Since social feedback loops are powerful self-regulating mechanisms, social media posts could play a role in rewiring the brain, in the same way that dopamine helps with hunger and cocaine seems to help get things done. At a basic level, we view this as a good thing. But the ethical question we face is about whether you have the right to rewire our brain in this way.

Illustration: Waldo Ceplo/Creative Commons

A recent study, funded by the National Institutes of Health, showed that Facebook users are hooked to the moment when they receive a boost in their feed activity, and this is linked to subsequent changes in their brain activity. In a series of brain scans, the study’s authors correlated the neural response to Facebook posts with the emotional arousal of the subjects.
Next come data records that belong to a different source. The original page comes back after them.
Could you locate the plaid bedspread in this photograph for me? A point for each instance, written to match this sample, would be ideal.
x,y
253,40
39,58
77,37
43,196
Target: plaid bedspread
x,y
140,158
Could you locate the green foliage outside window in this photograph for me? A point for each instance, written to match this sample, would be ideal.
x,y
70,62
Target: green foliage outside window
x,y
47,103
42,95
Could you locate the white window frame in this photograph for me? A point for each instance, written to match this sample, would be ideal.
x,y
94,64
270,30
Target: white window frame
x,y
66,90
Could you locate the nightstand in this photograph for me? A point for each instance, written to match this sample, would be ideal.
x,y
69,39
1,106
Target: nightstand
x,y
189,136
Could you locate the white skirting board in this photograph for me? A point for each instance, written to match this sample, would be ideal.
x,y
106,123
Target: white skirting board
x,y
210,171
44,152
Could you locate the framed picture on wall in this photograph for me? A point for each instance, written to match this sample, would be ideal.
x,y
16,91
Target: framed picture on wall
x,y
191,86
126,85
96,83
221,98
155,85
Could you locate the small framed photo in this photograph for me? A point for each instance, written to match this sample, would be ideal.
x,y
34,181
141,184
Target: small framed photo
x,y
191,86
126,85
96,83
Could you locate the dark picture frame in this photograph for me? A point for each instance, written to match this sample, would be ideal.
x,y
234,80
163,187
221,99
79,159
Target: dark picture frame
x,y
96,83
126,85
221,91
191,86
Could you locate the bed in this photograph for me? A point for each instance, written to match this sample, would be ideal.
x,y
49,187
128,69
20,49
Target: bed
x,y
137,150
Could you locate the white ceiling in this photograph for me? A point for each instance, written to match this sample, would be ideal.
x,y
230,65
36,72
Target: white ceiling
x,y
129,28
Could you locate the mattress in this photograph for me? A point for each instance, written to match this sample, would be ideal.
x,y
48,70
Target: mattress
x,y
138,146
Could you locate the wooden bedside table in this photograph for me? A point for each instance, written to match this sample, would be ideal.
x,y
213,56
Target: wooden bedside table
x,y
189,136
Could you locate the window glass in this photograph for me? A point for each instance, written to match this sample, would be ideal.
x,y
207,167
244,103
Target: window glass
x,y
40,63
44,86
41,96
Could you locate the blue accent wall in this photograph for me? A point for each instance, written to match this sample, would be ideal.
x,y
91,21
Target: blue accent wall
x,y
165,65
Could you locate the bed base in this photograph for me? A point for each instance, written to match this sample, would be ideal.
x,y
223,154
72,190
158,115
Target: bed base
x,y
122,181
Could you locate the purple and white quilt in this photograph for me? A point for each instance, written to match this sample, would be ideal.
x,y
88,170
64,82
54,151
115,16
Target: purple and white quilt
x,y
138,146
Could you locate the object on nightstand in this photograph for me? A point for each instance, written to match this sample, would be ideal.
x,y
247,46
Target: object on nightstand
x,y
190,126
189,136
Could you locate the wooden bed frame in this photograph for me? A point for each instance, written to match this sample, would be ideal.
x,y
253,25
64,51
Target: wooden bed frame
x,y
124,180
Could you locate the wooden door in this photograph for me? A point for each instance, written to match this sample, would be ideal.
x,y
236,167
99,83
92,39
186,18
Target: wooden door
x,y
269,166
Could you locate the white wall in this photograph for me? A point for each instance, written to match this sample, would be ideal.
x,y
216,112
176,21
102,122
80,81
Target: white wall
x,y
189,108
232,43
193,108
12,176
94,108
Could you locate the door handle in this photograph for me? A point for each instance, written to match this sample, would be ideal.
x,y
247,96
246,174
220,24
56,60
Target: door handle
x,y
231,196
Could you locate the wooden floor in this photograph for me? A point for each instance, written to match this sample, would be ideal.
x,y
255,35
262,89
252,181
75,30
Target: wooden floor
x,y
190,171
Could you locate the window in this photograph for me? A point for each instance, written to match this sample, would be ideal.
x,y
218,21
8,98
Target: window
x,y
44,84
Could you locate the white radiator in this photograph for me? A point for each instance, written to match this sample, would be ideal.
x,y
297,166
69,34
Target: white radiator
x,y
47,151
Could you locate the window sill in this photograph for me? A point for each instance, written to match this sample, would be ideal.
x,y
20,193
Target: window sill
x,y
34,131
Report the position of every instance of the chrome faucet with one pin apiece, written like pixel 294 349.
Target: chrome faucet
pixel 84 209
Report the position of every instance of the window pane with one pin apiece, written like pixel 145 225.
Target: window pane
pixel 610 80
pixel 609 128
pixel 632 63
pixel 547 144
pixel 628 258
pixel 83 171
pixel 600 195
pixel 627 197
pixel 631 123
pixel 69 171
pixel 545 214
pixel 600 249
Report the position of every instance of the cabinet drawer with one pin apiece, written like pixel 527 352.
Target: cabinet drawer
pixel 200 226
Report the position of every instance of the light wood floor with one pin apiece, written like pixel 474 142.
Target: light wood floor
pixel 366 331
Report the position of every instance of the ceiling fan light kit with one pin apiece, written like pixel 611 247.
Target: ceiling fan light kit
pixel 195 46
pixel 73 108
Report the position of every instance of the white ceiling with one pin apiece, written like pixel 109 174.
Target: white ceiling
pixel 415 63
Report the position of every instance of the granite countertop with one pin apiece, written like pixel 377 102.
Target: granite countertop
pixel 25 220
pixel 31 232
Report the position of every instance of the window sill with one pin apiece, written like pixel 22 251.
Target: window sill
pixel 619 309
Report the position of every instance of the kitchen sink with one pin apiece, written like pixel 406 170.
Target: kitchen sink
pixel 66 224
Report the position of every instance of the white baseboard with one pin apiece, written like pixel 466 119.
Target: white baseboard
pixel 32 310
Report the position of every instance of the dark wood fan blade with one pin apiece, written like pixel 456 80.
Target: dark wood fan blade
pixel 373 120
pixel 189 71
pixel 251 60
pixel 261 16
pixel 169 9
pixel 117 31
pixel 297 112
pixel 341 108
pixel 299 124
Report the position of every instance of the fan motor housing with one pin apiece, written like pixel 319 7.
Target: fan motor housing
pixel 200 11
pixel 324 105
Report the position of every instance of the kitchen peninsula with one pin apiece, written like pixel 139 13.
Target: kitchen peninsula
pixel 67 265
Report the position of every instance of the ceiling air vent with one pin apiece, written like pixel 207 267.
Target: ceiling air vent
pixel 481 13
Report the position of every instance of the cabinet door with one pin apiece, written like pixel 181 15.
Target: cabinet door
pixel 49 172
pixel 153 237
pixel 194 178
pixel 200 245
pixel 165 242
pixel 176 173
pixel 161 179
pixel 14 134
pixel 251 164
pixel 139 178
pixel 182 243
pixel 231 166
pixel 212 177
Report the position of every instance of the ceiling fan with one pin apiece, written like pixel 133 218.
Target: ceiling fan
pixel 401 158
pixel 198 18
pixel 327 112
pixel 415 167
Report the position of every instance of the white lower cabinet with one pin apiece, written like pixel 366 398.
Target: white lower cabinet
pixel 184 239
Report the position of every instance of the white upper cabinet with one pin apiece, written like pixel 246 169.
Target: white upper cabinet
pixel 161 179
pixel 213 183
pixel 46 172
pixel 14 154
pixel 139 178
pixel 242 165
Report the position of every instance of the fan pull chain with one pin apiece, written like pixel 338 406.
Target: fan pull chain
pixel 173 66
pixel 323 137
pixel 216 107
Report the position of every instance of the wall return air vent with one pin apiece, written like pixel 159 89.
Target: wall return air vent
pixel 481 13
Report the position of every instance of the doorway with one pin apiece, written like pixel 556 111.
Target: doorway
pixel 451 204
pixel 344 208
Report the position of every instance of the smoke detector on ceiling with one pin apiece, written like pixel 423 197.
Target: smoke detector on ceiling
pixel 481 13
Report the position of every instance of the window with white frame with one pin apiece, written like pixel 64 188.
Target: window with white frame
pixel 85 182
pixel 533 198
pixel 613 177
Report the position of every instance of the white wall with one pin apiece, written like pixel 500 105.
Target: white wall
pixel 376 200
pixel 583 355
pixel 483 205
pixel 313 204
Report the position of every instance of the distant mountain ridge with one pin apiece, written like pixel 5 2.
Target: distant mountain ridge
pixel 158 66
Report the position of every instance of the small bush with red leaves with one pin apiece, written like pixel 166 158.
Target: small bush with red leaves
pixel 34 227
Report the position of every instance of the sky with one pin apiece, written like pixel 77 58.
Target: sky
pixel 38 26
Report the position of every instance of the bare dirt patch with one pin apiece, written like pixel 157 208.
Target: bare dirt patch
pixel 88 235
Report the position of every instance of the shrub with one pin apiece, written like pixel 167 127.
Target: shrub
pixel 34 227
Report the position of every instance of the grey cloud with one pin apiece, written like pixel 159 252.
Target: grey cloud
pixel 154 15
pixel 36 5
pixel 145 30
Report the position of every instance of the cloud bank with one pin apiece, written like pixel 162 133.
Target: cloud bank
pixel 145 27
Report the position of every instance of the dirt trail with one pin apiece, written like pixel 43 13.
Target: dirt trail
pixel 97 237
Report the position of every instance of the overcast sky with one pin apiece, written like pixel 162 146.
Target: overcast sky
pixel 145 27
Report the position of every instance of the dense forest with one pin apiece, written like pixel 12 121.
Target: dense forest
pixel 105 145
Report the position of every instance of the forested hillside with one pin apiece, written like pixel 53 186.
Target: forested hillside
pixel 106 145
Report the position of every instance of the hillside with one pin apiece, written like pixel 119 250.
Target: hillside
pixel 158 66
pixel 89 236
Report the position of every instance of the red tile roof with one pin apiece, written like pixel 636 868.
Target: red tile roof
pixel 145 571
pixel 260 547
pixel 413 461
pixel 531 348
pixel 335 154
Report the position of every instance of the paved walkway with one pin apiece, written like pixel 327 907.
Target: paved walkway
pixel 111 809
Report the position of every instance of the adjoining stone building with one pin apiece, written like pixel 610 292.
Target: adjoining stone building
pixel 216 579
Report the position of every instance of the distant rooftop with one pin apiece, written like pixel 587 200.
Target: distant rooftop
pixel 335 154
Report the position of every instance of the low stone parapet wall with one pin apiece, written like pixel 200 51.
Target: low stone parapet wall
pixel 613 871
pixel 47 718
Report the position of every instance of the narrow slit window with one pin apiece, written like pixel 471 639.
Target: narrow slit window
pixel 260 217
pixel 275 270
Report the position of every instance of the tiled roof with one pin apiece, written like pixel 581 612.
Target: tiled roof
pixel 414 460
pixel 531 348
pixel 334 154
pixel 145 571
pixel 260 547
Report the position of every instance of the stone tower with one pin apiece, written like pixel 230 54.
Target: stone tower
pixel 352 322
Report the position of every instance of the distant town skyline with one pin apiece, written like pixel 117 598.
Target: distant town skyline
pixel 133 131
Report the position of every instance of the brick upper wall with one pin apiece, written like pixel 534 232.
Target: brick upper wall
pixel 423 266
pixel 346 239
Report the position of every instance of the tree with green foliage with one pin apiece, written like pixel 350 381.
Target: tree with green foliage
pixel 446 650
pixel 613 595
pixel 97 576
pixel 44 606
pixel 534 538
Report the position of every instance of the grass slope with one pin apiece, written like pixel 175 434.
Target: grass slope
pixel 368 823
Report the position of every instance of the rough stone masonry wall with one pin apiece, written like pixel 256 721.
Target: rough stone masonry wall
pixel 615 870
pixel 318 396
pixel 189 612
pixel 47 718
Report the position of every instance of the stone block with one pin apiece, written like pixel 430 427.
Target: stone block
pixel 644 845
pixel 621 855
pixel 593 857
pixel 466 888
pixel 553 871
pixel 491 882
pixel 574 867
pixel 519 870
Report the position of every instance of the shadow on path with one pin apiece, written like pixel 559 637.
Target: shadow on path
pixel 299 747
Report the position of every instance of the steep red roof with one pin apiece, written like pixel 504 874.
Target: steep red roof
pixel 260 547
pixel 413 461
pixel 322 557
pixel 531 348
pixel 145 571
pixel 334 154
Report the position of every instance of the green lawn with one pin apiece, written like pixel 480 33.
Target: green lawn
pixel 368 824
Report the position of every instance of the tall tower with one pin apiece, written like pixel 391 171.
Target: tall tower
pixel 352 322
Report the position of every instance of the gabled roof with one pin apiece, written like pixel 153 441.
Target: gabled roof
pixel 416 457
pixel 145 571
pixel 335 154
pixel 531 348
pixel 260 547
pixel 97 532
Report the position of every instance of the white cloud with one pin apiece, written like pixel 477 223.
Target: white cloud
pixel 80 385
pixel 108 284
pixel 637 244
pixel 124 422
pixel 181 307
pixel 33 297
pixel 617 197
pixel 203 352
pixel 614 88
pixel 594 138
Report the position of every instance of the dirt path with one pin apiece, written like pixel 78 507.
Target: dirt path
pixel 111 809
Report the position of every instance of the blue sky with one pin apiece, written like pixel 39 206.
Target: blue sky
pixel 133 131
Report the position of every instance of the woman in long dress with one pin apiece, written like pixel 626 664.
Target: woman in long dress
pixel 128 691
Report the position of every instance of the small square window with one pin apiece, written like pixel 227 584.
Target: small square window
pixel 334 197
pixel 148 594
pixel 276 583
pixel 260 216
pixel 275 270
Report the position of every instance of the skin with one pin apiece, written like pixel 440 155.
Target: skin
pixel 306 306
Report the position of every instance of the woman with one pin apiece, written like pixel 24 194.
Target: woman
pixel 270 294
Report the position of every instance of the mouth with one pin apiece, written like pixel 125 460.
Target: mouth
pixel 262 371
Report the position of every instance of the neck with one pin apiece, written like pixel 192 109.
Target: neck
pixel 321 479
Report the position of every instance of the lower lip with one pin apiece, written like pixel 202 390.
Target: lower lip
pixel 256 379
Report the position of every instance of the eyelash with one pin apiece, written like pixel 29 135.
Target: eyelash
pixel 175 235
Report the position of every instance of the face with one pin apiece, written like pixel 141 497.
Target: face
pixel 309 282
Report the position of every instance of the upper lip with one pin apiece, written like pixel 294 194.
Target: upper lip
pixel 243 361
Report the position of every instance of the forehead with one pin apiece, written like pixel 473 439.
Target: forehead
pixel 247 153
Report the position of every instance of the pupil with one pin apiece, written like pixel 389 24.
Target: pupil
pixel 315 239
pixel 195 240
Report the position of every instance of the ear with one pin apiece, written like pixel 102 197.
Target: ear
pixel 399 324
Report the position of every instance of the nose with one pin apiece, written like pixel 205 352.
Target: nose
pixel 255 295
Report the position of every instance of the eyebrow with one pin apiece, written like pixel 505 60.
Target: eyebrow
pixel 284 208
In a paper published in November in JAMA, the researchers identified a specific brain mechanism in the posterior cingulate that is activated when a person receives a positive response from the world around them, and that suppresses the response when a negative response occurs. The authors suggested that this mechanism of gut-driven stimuli is a response that is “hugging” from higher brain functions.

So if I reach out to you on Facebook, it could be a way to exercise the feedback loop to trigger a pleasure response in me and a reduction in the fear response that occurs when I have a negative experience in the world around me.

On the other hand, if I experience a negative post, there is the potential for activation of another system, which is associated with more of a reactive response. On the broader basis, should we feel that we can have social media for their utility when our brains are engaged in feedback loops that are operating in this way?